Those who are preaching hatred claim they are obeying the dictate of God. They said God loves fashion, he has already dictated how a man and a woman must dress, eat, drink and relate to his neighbour.

If your neighbour does not agree with you on your idea of God, good luck to him. You don’t need to agree with him on anything else. Yet we know God cannot be God if he does not love his children equally.

Indeed, there is no conclusive evidence so far that God prefers one religion over the other.

In 1983, I had gone to attend the wedding of a friend of mine in Abeokuta. Surprisingly, they made Mrs Simbiat Abiola, the chairman of the wedding reception, a role normally given to a man.

In her speech, she upbraided the imam who had proclaimed while we were at the mosque for the wedding, that the bride should be tolerant even if her husband decides to marry more wives. He said the maximum accepted by Islamic Law was four.

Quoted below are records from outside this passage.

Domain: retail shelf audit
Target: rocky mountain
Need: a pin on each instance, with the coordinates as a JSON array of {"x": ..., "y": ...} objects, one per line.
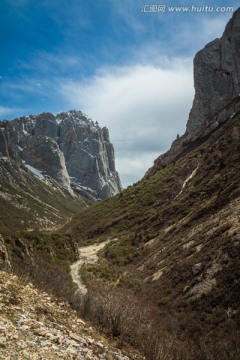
[
  {"x": 217, "y": 91},
  {"x": 161, "y": 269},
  {"x": 68, "y": 148},
  {"x": 176, "y": 233}
]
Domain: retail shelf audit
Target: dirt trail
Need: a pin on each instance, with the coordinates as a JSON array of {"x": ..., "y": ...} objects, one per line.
[{"x": 88, "y": 255}]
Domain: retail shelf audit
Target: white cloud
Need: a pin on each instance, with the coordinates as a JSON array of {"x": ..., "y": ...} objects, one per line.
[
  {"x": 5, "y": 110},
  {"x": 144, "y": 107}
]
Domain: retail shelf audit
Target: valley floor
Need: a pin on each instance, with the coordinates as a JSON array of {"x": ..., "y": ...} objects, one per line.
[{"x": 34, "y": 325}]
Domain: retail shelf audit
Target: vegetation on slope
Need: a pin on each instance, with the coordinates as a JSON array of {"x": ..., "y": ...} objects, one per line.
[{"x": 178, "y": 236}]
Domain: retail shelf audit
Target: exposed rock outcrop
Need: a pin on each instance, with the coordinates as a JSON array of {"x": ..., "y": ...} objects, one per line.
[
  {"x": 68, "y": 147},
  {"x": 217, "y": 91},
  {"x": 216, "y": 81}
]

“Can you pray that prayer for your own daughters?” she queried. “How can anyone be advocating that women should be put in seclusion in this day and age? Can anyone dare put the daughter of M.K.O in seclusion?”

She said the imams were not well-informed and that they need to know what was happening in other countries especially Egypt, Libya, Lebanon and Saudi Arabia where the men preferred to be monogamous.

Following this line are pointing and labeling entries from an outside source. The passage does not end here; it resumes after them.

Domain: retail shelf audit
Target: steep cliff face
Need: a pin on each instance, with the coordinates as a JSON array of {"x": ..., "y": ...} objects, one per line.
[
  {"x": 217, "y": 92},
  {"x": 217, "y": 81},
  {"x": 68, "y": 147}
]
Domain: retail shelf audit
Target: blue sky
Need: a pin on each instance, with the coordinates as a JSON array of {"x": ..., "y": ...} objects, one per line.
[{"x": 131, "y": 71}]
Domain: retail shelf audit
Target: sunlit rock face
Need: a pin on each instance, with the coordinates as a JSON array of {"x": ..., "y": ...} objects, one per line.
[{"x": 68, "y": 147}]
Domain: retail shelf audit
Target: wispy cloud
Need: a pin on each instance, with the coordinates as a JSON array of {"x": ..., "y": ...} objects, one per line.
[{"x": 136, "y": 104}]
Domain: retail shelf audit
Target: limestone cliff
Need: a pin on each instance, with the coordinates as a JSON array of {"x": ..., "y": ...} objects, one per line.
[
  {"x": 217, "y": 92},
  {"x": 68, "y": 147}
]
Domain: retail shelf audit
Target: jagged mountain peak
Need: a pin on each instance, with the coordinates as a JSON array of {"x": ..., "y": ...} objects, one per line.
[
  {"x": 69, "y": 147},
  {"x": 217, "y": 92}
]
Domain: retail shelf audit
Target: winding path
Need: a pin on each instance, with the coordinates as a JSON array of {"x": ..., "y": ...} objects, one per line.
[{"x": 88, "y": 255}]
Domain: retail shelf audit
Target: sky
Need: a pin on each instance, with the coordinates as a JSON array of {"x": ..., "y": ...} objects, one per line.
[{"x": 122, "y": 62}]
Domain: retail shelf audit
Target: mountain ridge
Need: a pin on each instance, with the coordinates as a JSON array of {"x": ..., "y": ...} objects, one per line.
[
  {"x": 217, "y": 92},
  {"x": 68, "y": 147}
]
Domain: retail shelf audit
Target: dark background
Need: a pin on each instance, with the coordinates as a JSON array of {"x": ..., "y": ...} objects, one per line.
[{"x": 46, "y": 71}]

“Let me tell you the truth,” she said. “The President of Egypt is a Muslim and he has only one wife and his wife is not in the purdah.”

Nigerians need to rediscover the godliness in their lives so that the country can become a better place. There is no proof that countries that are more religious are better than those who are less religious.

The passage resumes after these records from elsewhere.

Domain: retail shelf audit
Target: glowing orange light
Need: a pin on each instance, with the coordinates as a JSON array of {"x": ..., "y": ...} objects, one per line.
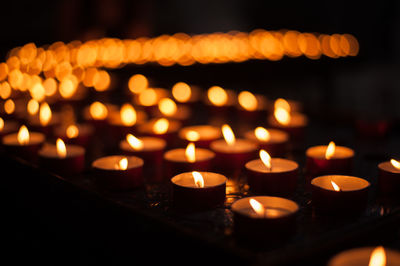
[{"x": 198, "y": 179}]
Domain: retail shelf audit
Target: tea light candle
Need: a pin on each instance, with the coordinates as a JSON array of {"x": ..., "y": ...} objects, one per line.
[
  {"x": 389, "y": 179},
  {"x": 264, "y": 217},
  {"x": 366, "y": 256},
  {"x": 62, "y": 159},
  {"x": 272, "y": 176},
  {"x": 189, "y": 159},
  {"x": 201, "y": 135},
  {"x": 231, "y": 154},
  {"x": 274, "y": 141},
  {"x": 198, "y": 190},
  {"x": 24, "y": 144},
  {"x": 333, "y": 194},
  {"x": 329, "y": 159},
  {"x": 118, "y": 172}
]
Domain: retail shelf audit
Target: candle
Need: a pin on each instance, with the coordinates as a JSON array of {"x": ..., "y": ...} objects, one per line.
[
  {"x": 189, "y": 159},
  {"x": 201, "y": 135},
  {"x": 231, "y": 153},
  {"x": 263, "y": 217},
  {"x": 24, "y": 144},
  {"x": 373, "y": 256},
  {"x": 150, "y": 149},
  {"x": 389, "y": 179},
  {"x": 274, "y": 141},
  {"x": 272, "y": 176},
  {"x": 198, "y": 190},
  {"x": 333, "y": 194},
  {"x": 62, "y": 159},
  {"x": 118, "y": 172},
  {"x": 328, "y": 159}
]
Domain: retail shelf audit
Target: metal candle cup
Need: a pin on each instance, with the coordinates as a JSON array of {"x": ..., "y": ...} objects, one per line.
[
  {"x": 349, "y": 198},
  {"x": 186, "y": 195},
  {"x": 280, "y": 180},
  {"x": 277, "y": 223},
  {"x": 110, "y": 178}
]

There is no proof also that God is more in love with Christians or Muslims than those who practice other religions. If so Nigeria should be better than Japan, a Buddhist country and Israel, a Jewish country.

Our reckless religiosity has not paid us. We need to return to simpler days when our ways was more tolerant, godlier and more humane. Then some people who are angry now may think of El Rufai and remember some of the good works he may have done.